Diplomaya dayalı alan değişikliği üzerine onlarca yazı yazı yazdım.Bir çok kez bakanlığa giderek ; üst makamlardaki yetkililerle yüz yüze görüşmeler yaptım.Bu konuda bakanlığın tutumunun son derece haksız ve yersiz olduğunu dile getirdim.Sonuç ise her defasında bildiklerini okumak oldu…

Yıllar sonra eğitim kökenli Sayın Ziya Selçuk beyin bakanlığa gelmesi ile birlikte eğitim camiasında esen pozitif rüzgar, bakanlıkça atılan yapıcı ve olumlu adımlar alan değişikliği konusunda da bakanlığın inisiyatif alarak kanayan yaraya dur deneceğinin göstergesi idi.

En son MEB Müsteşarı Sayın Yusuf Tekin ile bu konuyu konuştuğumda bana ; “binlerce alan değişikliği bekleyen öğretmen var bu kadar kişi varken alan değişikliği yapmak doğru olmaz, atama bekleyen gençlerimize bunu izah edemeyiz” demişti.Ben de kendisine sanıldığı kadar çok sayıda alan değiştirmeyi bekleyen kişi olmadığını düşündüğümü ifade etmiştim.Nitekim 5 yıl sonra yapılan diplomaya dayalı alan değişikliği ile benim haklı olduğum resmi sayılarla belgelenmiş oldu.

Aralık 2018 diplomaya dayalı alan değişikliği için 6903 öğretmen başvuru yaptı.Bunlardan 4207 tanesi alan değiştirebildi.

Yaklaşık 5 yıldır alan değişikliği yapılmadığını düşünürsek, yani 5 yıllık birikmeyi hesaba katarsak ne kadar az sayıda öğretmenin alan değişikliği için başvuru yaptığı ve bunların da çok azının ( açık gösterilen norm sayıları bazı branşlarda oldukça kısıtlı olmasından kaynaklı) alan değiştirdiğini görebiliriz.

Diplomaya dayalı alan değişikliği, mevcut kadrolu öğretmeninden daha fazla verim elde edilebilmesi ve öğretmenlerin kendilerini gerçekleştirebilmeleri adına her yıl yapılması gerekmektedir.Aralık 2018 de yapılan ve üstte belirttiğim gibi kısıtlı norm açık gösterilmesi nedeni ile alan değiştiremeyen yaklaşık 2500 öğretmen unutulmamalıdır.

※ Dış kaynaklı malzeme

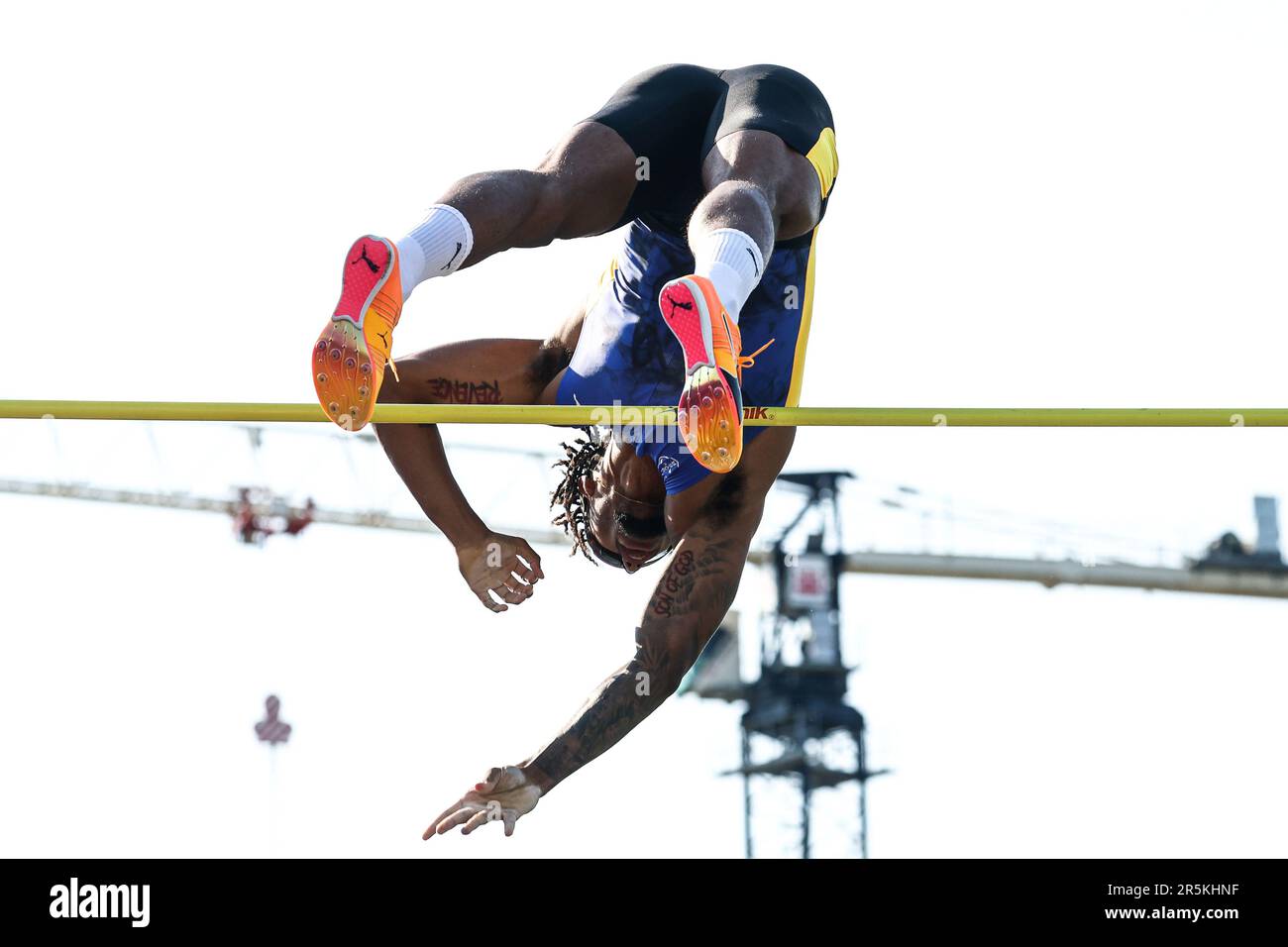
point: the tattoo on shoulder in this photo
(675, 591)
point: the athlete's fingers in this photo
(506, 594)
(442, 817)
(515, 581)
(488, 602)
(531, 556)
(523, 571)
(464, 814)
(478, 819)
(513, 590)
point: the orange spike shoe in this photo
(709, 410)
(351, 356)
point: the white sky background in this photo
(1038, 205)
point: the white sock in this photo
(733, 263)
(437, 248)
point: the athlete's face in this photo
(626, 521)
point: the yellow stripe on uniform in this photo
(794, 392)
(824, 159)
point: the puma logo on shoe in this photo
(678, 304)
(459, 245)
(364, 258)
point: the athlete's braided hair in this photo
(580, 459)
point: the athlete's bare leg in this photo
(579, 189)
(756, 184)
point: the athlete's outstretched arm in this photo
(687, 607)
(483, 371)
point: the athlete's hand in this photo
(502, 565)
(502, 796)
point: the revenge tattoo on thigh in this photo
(459, 392)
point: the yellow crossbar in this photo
(627, 415)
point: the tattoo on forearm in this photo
(674, 594)
(447, 390)
(664, 651)
(612, 710)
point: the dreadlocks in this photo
(580, 459)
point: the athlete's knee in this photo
(763, 166)
(759, 166)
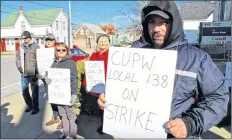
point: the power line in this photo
(44, 4)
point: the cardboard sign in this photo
(139, 90)
(45, 58)
(95, 77)
(59, 91)
(228, 74)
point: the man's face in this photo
(158, 27)
(50, 43)
(26, 40)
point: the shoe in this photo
(35, 111)
(53, 121)
(60, 126)
(28, 109)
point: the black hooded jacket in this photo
(196, 74)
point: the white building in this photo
(227, 11)
(38, 22)
(192, 13)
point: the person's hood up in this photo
(170, 8)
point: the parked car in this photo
(78, 54)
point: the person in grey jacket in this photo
(196, 73)
(28, 70)
(63, 60)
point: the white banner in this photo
(95, 77)
(22, 57)
(45, 58)
(228, 74)
(59, 91)
(139, 90)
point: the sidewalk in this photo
(15, 123)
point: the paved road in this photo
(10, 77)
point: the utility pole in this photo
(70, 38)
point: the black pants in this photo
(34, 101)
(68, 120)
(90, 127)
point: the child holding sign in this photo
(90, 109)
(63, 60)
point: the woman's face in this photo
(103, 43)
(61, 52)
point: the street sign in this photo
(215, 32)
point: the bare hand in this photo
(177, 128)
(101, 101)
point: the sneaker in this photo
(53, 121)
(60, 126)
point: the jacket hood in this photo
(64, 59)
(170, 8)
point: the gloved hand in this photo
(73, 99)
(48, 81)
(20, 69)
(39, 76)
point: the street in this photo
(10, 77)
(10, 84)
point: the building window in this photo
(37, 40)
(57, 25)
(64, 25)
(82, 32)
(87, 31)
(7, 42)
(23, 26)
(42, 41)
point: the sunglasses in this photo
(63, 50)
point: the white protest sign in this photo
(22, 57)
(139, 88)
(59, 91)
(45, 58)
(228, 74)
(95, 77)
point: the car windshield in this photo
(77, 52)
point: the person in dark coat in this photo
(63, 60)
(90, 121)
(196, 73)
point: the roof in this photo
(34, 17)
(196, 10)
(92, 27)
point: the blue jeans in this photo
(53, 106)
(34, 101)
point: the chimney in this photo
(20, 8)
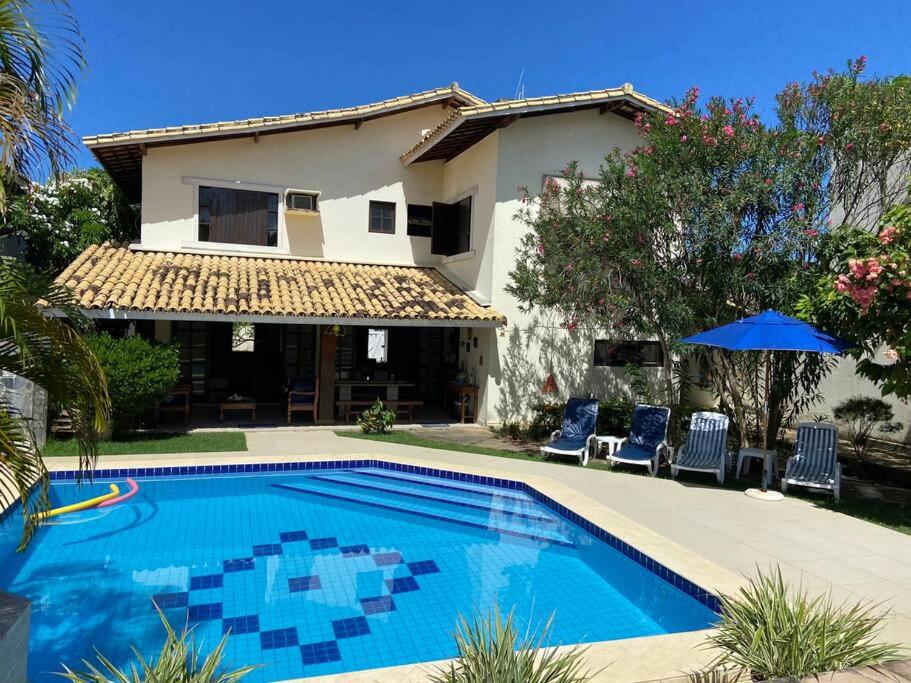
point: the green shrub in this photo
(180, 660)
(862, 414)
(491, 651)
(140, 374)
(773, 632)
(614, 417)
(376, 419)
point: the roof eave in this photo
(435, 137)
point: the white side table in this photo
(612, 443)
(769, 458)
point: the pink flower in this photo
(887, 234)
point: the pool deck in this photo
(712, 536)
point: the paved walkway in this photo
(821, 549)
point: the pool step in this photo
(521, 509)
(490, 521)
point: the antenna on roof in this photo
(520, 87)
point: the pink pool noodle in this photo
(134, 489)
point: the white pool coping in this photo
(647, 658)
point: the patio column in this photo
(326, 369)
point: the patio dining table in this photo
(390, 388)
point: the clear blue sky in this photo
(167, 62)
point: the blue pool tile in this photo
(240, 625)
(423, 567)
(267, 549)
(207, 581)
(402, 584)
(385, 559)
(354, 550)
(206, 612)
(169, 600)
(378, 605)
(279, 638)
(350, 628)
(304, 583)
(240, 565)
(290, 536)
(323, 543)
(320, 653)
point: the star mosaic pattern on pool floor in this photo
(385, 573)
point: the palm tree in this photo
(41, 57)
(40, 340)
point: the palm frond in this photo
(41, 61)
(50, 352)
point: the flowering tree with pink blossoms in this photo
(867, 297)
(712, 217)
(715, 216)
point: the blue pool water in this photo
(318, 572)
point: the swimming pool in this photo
(326, 567)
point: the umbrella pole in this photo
(765, 418)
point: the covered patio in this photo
(282, 341)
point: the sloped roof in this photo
(116, 277)
(121, 153)
(471, 123)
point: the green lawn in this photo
(157, 442)
(894, 516)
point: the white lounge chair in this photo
(647, 439)
(705, 449)
(815, 460)
(578, 433)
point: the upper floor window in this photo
(451, 233)
(382, 217)
(420, 220)
(238, 216)
(617, 354)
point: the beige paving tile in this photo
(840, 572)
(882, 566)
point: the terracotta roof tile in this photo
(452, 121)
(116, 277)
(266, 123)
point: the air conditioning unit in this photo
(302, 201)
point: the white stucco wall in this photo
(516, 360)
(474, 172)
(349, 167)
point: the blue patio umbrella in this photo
(770, 331)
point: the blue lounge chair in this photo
(647, 439)
(815, 460)
(578, 433)
(705, 449)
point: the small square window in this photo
(645, 354)
(420, 220)
(382, 217)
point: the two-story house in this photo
(359, 246)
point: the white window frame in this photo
(281, 247)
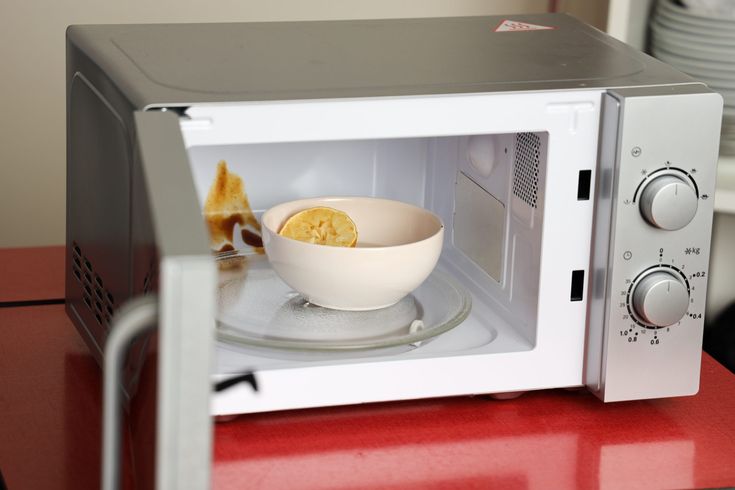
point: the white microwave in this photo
(574, 177)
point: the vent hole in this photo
(577, 292)
(583, 185)
(526, 168)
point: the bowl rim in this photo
(352, 250)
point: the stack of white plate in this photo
(701, 43)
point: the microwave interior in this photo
(488, 189)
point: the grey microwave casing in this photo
(119, 150)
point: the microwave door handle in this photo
(132, 319)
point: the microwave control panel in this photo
(651, 241)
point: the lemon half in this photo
(321, 226)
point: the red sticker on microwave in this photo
(515, 26)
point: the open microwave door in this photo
(177, 293)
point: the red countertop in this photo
(50, 432)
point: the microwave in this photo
(574, 177)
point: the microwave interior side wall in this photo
(488, 189)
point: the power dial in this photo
(659, 298)
(668, 202)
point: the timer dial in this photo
(660, 299)
(668, 202)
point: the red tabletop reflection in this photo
(50, 432)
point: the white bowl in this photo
(398, 245)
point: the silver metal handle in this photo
(133, 318)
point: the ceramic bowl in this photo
(398, 245)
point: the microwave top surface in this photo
(182, 64)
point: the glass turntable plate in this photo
(256, 308)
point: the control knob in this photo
(668, 202)
(660, 299)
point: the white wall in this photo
(32, 127)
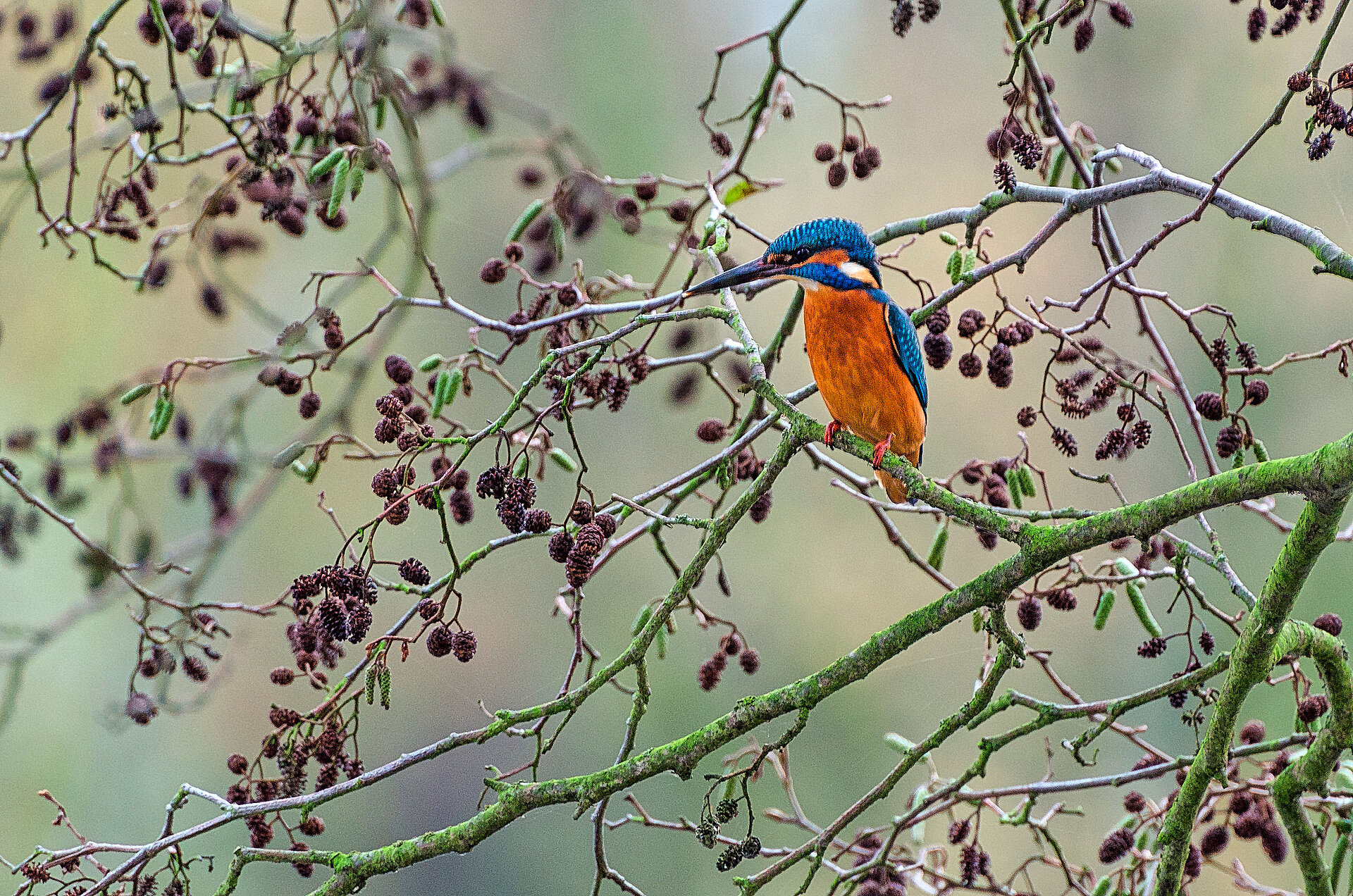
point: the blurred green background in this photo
(810, 584)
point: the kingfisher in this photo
(861, 344)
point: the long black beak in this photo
(754, 270)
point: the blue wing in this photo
(907, 348)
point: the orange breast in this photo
(851, 355)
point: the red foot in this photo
(879, 449)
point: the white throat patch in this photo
(857, 271)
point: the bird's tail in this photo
(895, 487)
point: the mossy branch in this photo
(1261, 643)
(1326, 475)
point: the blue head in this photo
(831, 252)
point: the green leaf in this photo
(1138, 599)
(1101, 612)
(161, 414)
(919, 828)
(1341, 849)
(288, 454)
(325, 164)
(724, 473)
(340, 186)
(439, 392)
(557, 237)
(742, 189)
(937, 555)
(1015, 487)
(642, 618)
(135, 393)
(524, 221)
(898, 743)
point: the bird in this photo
(861, 344)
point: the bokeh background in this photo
(811, 583)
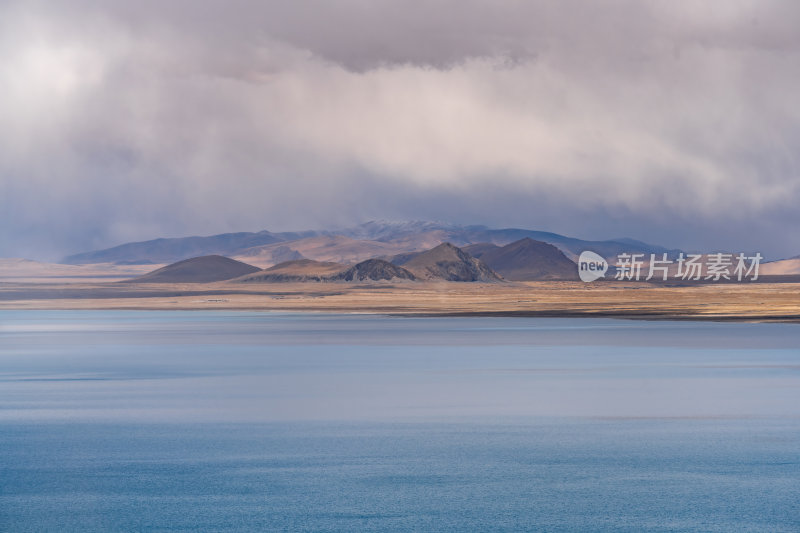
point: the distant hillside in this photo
(447, 262)
(294, 271)
(374, 270)
(204, 269)
(529, 260)
(351, 245)
(478, 249)
(169, 250)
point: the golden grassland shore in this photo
(747, 301)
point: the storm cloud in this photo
(671, 122)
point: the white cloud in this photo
(122, 121)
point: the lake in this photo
(237, 421)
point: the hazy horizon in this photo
(673, 124)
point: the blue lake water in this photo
(214, 421)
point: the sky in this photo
(675, 123)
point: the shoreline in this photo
(758, 302)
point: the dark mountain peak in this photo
(528, 259)
(374, 270)
(450, 263)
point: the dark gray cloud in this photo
(673, 122)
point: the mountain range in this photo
(348, 246)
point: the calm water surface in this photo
(207, 421)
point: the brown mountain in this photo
(478, 249)
(205, 269)
(295, 271)
(373, 270)
(528, 260)
(450, 263)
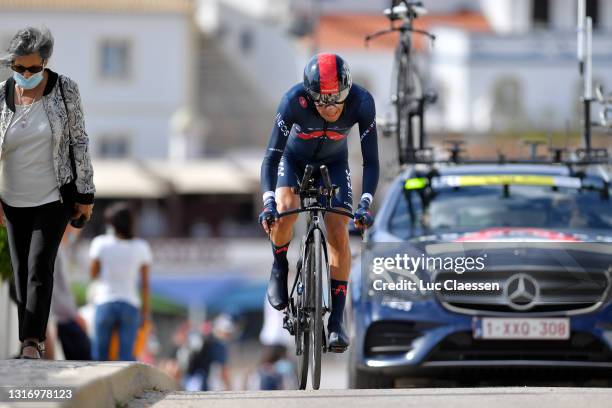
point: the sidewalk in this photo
(92, 384)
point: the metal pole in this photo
(581, 18)
(588, 83)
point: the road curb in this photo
(119, 387)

Milli Eğitim Bakanlığı 2023 Vizyon Belgesinde dahi öğretmenlerimizin birer yan dal sahibi olmasından bahsedilirken ; öğretmenlerin ikinci kez üniversite okuyup alan değiştirme istekleri yok sayılmamalıdır..Diplomaya dayalı alan değişikliği yıllar önce yapıldığı gibi her mayıs ayında yapılıp rutin hale bindirilmelidir.Böylelikle mevcut alanında verim alamayan ya da mutlu olamayan kadrolu öğretmenler içinde bir seçenek doğmuş olur.

Bakanlığımızın geçen yıl olduğu gibi duyarsız kalmayıp, en kısa zamanda çözüm odaklı bir açıklama ile personelini mutlu edeceği düşünüyorum.